I tend sometimes to be numb to externalities. I've got my own problems. I can get incredibly worked up about abstract things like American politics; but I can also hear about tragic events in the news and just shrug my shoulders. I don't know how abnormal that makes me. Anyway, this is an event that registers for me, even if I haven't shed any tears or broken furniture. One of the great voices in the history of American culture has passed on, a voice of madness and truth, the likes of which will not be seen again.
My initial thought yesterday was that Thompson, at 67 and with a recent run of medical misfortune, realized that age was finally catching up to him, that at last the time had come when he'd have to change his habits completely in order to stave off his body's betrayal of him. So he decided to emulate Hemingway. We'll find out more about this in coming days and weeks from people close to him, but that's my first reaction.

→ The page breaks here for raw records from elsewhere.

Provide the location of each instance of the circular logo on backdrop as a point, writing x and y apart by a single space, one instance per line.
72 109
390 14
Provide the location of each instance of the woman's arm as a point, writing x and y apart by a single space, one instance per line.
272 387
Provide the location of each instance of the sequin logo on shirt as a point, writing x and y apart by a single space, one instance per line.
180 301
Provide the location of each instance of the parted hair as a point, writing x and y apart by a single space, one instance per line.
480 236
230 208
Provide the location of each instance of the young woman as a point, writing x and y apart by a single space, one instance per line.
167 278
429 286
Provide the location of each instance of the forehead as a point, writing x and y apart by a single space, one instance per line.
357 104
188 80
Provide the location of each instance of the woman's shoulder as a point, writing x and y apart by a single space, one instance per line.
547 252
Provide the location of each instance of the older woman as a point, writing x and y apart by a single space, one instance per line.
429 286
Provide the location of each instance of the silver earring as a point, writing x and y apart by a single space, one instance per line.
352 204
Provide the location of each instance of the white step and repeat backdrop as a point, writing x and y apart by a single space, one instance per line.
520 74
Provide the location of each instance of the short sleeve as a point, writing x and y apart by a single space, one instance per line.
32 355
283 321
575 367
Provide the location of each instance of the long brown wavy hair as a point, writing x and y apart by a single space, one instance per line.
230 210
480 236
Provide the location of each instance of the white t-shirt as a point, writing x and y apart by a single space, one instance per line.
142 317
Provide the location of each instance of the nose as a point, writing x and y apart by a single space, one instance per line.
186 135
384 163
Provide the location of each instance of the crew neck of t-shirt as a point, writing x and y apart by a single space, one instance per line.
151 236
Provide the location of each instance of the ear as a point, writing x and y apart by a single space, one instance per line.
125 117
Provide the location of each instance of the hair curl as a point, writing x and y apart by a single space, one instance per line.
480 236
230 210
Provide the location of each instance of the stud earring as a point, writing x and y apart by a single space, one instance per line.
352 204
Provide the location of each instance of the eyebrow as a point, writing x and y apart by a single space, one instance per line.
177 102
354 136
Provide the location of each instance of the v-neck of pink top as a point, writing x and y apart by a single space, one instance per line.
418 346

Without a doubt, Thompson is one of my favorite writers and greatest inspirations. Though "Fear and Loathing in Las Vegas" is amazing, I think I actually prefer "Fear and Loathing on the Campaign Trail '72." His grasp of politics, its underbelly and its inner workings, goes far beyond that of anyone else I've read. You could watch CNN from now until October without learning as much -- well in fact you'd wind up dumber -- as you would in reading the first 100 pages of that book.
While it would have been nice to have Thompson around for the next 13 years or so to hear his thoughts on American politics and culture, anyone who's really studied him him will be able without too much trouble to divine what Thompson would have thought about what is still to come in this almost-doomed country of ours. What we need is people who will act upon that inspiration.